Culture, History, Traditionalism

Revolution Begets Revolution

Martin Luther 95 ThesesThis year will mark the 500th anniversary of Martin Luther’s revolt and will be celebrated by many who would consider themselves traditional, conservative, and biblical.

This, however, is a contradiction. Conserving tradition and furthering revolution are fundamentally at odds. Preserving that which has been handed down cannot at the same time be rebelled against in the name of its preservation; therefore rendering Luther’s claim to revive the Church by overthrowing it incomprehensible to the demands of reason.

Moreover, to be biblical means to possess and follow the Sacred Page in its entirety as the Apostolic Church has received it, interpreted it, protected it, and cherished it. Claiming to be biblical while manufacturing a truncated version of the written word of God in order to suppress revealed doctrines that are unbecoming of a heretical schematic, is to advance the machinations of heterodoxy.

Furthermore, the exemplification of revolutionary incoherence is found in the statement most Protestants cherish. The dramatized “Here I stand…” moment exposes the unoriginal futility of individually fabricated ideas. Every heretic in the history of the Church has echoed this spirited mantra in rebellion against divinely instituted authority. A difference between them and Luther is that he murmured the loudest when the same treatment was given in return.
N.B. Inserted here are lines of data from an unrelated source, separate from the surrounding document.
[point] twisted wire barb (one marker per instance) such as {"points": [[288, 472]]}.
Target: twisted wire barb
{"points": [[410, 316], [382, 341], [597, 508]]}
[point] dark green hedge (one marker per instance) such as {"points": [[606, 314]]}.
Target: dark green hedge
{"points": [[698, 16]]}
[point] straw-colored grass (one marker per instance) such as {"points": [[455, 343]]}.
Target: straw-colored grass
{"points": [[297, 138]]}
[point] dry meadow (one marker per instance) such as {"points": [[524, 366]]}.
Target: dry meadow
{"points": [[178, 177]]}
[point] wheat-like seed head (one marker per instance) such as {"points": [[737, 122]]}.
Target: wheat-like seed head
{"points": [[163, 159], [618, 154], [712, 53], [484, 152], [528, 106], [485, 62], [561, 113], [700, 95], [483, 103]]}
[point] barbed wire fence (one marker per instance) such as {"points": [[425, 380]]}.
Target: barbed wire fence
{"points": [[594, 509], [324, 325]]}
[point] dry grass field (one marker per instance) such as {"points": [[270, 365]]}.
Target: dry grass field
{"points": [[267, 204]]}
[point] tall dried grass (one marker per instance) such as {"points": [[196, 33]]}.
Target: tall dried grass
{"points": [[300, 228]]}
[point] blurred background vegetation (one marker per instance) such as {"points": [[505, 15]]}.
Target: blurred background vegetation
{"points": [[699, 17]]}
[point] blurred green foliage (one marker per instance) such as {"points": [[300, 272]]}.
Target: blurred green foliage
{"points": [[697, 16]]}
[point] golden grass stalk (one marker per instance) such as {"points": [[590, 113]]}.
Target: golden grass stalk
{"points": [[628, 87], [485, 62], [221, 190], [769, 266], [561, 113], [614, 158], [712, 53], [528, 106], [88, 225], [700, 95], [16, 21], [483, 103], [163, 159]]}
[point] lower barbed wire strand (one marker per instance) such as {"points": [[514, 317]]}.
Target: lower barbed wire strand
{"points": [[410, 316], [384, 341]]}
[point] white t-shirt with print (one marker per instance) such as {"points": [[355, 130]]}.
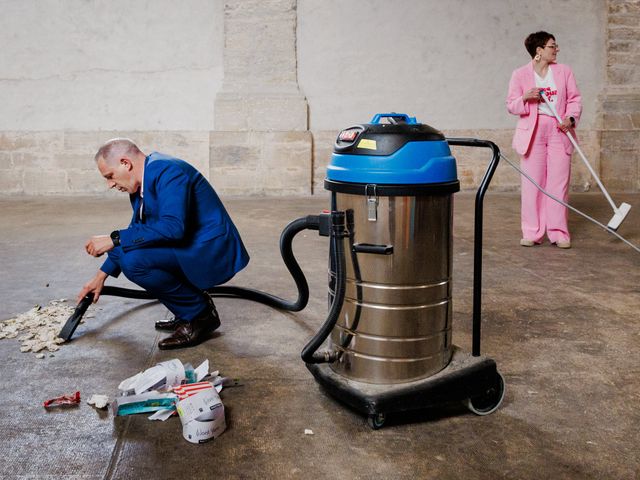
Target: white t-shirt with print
{"points": [[550, 90]]}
Martin Luther didn’t understand, but soon found out, that revolution begets revolution. Protestant denominationalism, to this day, is a rebuke against the errors of private judgment.

The last 500 years of Western Civilization are an undeniable testimony to the all-consuming nature of defiance against truth. The contemporary culture of revolutionary political dialectics is not inexplicable. It is the natural unfolding of institutionalized principles of rebellion.
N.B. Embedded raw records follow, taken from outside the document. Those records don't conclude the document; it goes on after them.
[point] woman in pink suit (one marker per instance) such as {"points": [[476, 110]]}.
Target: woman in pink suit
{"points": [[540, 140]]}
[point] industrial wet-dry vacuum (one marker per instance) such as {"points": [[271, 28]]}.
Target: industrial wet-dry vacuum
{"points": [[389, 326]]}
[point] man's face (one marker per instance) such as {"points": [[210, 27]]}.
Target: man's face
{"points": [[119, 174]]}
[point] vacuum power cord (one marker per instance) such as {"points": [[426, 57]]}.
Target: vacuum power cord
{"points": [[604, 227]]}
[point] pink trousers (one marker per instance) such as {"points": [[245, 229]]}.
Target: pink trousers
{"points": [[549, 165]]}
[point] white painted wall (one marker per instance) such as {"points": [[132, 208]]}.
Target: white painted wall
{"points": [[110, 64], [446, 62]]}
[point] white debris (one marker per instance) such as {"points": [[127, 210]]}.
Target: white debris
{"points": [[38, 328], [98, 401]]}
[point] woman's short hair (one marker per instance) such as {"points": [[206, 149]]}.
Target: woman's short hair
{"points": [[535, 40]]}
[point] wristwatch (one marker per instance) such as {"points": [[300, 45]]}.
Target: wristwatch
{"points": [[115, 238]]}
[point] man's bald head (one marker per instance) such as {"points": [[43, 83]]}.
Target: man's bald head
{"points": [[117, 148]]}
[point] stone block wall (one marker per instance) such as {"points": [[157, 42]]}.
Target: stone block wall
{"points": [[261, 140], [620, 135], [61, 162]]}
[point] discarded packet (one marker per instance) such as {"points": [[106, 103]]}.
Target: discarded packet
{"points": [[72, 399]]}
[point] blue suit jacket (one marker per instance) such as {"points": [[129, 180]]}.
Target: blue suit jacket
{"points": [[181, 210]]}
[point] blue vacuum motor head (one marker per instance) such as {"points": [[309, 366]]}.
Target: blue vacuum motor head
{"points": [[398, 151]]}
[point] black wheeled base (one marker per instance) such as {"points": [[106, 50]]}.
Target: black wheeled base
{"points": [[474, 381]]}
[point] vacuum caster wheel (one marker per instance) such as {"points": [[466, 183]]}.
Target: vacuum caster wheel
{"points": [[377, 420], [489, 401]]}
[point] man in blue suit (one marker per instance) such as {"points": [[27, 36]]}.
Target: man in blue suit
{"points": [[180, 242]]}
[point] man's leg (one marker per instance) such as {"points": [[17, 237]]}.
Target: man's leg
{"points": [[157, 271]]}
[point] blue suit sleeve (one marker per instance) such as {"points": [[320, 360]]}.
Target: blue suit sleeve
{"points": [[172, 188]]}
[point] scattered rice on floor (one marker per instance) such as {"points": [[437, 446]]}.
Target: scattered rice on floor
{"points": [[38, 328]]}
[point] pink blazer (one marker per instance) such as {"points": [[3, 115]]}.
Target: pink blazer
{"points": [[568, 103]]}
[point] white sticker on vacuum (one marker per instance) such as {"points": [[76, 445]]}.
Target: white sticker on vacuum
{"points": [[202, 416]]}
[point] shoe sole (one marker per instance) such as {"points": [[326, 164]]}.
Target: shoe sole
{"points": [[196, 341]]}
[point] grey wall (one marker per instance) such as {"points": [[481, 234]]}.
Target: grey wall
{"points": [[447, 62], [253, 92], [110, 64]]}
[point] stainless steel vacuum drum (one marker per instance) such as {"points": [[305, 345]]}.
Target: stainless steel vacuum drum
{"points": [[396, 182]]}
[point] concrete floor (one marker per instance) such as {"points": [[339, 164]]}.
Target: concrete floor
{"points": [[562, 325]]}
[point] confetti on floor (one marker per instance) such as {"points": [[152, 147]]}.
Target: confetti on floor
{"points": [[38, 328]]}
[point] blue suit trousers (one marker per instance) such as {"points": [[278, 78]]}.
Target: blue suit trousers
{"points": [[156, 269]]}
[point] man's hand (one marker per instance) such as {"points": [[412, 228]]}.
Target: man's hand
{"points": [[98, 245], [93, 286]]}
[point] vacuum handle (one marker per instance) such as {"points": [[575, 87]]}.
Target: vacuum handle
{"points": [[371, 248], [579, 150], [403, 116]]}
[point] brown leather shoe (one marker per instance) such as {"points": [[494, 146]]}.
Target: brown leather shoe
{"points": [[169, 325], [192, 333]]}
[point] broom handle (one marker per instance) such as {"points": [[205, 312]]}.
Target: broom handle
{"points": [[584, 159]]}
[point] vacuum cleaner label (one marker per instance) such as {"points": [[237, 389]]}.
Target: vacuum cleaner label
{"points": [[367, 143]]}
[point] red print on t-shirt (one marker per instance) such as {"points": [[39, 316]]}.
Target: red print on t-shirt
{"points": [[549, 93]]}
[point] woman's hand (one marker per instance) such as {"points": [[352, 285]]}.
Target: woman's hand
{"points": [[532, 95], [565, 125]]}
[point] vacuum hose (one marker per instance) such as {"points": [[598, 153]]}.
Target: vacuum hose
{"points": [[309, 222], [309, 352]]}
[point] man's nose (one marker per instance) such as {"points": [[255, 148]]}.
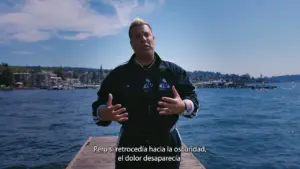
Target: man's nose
{"points": [[143, 39]]}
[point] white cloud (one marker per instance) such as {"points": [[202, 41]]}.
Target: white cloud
{"points": [[36, 20], [22, 52]]}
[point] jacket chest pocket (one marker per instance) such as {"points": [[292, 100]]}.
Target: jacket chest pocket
{"points": [[165, 87], [130, 93]]}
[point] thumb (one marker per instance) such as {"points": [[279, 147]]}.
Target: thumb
{"points": [[175, 93], [109, 100]]}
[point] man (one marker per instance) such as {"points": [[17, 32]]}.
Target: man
{"points": [[146, 96]]}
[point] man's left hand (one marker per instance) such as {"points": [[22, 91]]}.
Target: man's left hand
{"points": [[171, 105]]}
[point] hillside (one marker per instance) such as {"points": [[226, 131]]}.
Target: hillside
{"points": [[287, 78]]}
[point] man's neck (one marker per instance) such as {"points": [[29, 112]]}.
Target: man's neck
{"points": [[145, 59]]}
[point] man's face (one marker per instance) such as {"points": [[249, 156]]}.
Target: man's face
{"points": [[142, 40]]}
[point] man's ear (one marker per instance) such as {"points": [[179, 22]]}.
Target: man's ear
{"points": [[131, 44]]}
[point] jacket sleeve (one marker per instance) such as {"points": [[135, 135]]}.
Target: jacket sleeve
{"points": [[187, 91], [107, 86]]}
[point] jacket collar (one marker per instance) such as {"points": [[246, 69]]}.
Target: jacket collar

The liberally heterodox systems of theology, philosophy, and politics since Luther’s sedition have had a focused mission: seize power away from the Church in order to divide and dismantle Christendom. And all of this for the purposes of reshaping nature and reality according to autonomous individualism guided by the precepts of subjective private judgment.

There are consequences to such projects.

The barbarism of the French Revolution, the body count of Manifest Destiny, the death toll of world war, the cultural destruction in pursuit of making the world ‘safe for democracy,’ and the legal ratification of sexual revolution all testify to what men might strive for when building a world without God and the guiding wisdom of Holy Mother Church.

We are deadlocked in a culture war that has been raging for a long time. The roots of this war, however, weren’t planted in the 60’s. The leftist sexual revolution, the bureaucratic welfare state, and the technocratic military-industrial complex all share the same heritage with the Western cultural revolt initiated by the principle of “I will not serve.”

Historically speaking Martin Luther initiated a series of intricately interconnected events. The spiritual leader, however, has always been the serpent that deceives men into believing in their individual autonomy and their power to rebel themselves into a new order.

One of the most ironic things that will take place during the celebration of Luther’s revolt against the Church is that many will be calling for the reestablishment of Christendom. The irony of this exposes the deceptive nature of the revolutionary mind; they always want to have in their possession what they just overthrew.